【キャラクター説明】
神代 恒一(かみしろ こういち)
年齢:18歳
身長:178cm
所属:高校3年生(理系コース)
神代恒一は、「感情を表に出さないこと」に慣れすぎた少年だった。
教室の後ろの席に座り、常に静かに周囲を見ている。誰かと積極的に関わることはほとんどなく、必要最低限の会話以外は自分から話そうとしない。そのため、クラスでは「無口で近寄りがたい存在」と見られているが、実際には他人を拒絶しているわけではない。ただ、言葉にする意味を見出せないだけだった。
彼の視線は鋭く、どこか冷静で、物事を俯瞰しているような印象を与える。しかしその奥には、わずかな諦めと静かな優しさが潜んでいる。誰かに期待することを避けている分、人の弱さや不完全さを否定することもない。
黒髪はやや長めで、整えすぎない自然な状態を保っている。前髪が目にかかることも多く、その表情を完全に読み取るのは難しい。外見に無頓着というより、「どう見られるか」に対して執着がない。

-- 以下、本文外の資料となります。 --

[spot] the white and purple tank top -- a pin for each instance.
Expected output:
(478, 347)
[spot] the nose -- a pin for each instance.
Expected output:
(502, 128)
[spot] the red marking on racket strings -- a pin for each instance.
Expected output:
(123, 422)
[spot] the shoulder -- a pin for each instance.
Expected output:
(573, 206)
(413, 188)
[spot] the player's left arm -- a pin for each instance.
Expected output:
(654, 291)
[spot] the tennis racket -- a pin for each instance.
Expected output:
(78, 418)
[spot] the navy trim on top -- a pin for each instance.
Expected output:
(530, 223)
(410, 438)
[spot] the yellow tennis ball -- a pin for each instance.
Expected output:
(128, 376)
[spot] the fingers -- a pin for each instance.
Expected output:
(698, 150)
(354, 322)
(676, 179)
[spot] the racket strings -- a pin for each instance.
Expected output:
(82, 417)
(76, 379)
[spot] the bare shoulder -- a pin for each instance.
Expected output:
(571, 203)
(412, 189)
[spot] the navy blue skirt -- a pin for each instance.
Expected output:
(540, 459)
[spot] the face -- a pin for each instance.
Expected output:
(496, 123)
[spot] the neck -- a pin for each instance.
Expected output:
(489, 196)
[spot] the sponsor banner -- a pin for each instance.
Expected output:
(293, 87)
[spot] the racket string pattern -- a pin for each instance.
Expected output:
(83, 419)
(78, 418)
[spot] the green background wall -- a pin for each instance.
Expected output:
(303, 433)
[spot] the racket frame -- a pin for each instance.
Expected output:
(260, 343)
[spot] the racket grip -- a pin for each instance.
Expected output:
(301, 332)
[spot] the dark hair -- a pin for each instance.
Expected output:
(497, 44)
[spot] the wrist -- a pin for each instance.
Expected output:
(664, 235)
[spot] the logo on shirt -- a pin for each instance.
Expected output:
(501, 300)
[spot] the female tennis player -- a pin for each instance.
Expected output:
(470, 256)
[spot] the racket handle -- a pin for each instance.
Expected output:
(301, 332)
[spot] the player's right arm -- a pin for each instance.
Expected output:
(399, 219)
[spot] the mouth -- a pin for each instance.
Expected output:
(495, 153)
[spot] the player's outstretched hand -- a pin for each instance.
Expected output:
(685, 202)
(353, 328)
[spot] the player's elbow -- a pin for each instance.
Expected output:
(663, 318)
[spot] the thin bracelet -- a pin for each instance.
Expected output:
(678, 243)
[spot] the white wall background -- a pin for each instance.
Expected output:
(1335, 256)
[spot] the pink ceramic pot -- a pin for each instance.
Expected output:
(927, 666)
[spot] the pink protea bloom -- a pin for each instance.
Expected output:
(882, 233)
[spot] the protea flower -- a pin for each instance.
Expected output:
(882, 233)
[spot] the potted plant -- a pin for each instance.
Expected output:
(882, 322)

彼は非常に合理的な思考を持っている。物事を感情ではなく構造や結果で判断し、無駄な行動を避ける傾向がある。特に数学や物理といった分野に強く、問題を解く際の思考は正確かつ速い。しかしその能力を誇示することはなく、あくまで自己完結の中で処理している。
人間関係においては、一定の距離を保つことを無意識に選んでいる。過去に大きな出来事があったわけではないが、「続くと思っていた関係が自然に消えていく」経験を繰り返したことで、関係に対する期待を最初から抑えるようになった。
「人は変わるし、距離も変わる」
それが彼の中で当たり前の前提になっている。
だからこそ、深く関わらない。近づきすぎなければ、失うこともないからだ。
放課後は図書室か屋上にいることが多い。図書室では専門書や難解な本を読み、屋上ではただ空を眺めている。どちらも、他人に干渉されない静かな空間であり、彼にとっては思考を保つための場所でもある。
しかし、そんな彼にも例外が存在する。
無意識のうちに視線を向けてしまう人物。理由はわからないが、気づけばその存在を探してしまう相手。本人はそれを認めようとはしないが、その微細な変化は確かに彼の内側で起きている。
彼は変化を恐れているわけではない。ただ、変わることで何かを失う可能性を、常に先に考えてしまうだけだ。
神代恒一は、静かな距離を保ちながら世界を見つめている。
けれどその距離は、決して揺るがないものではない。
ほんのわずかなきっかけで、その均衡は崩れる可能性を秘めている。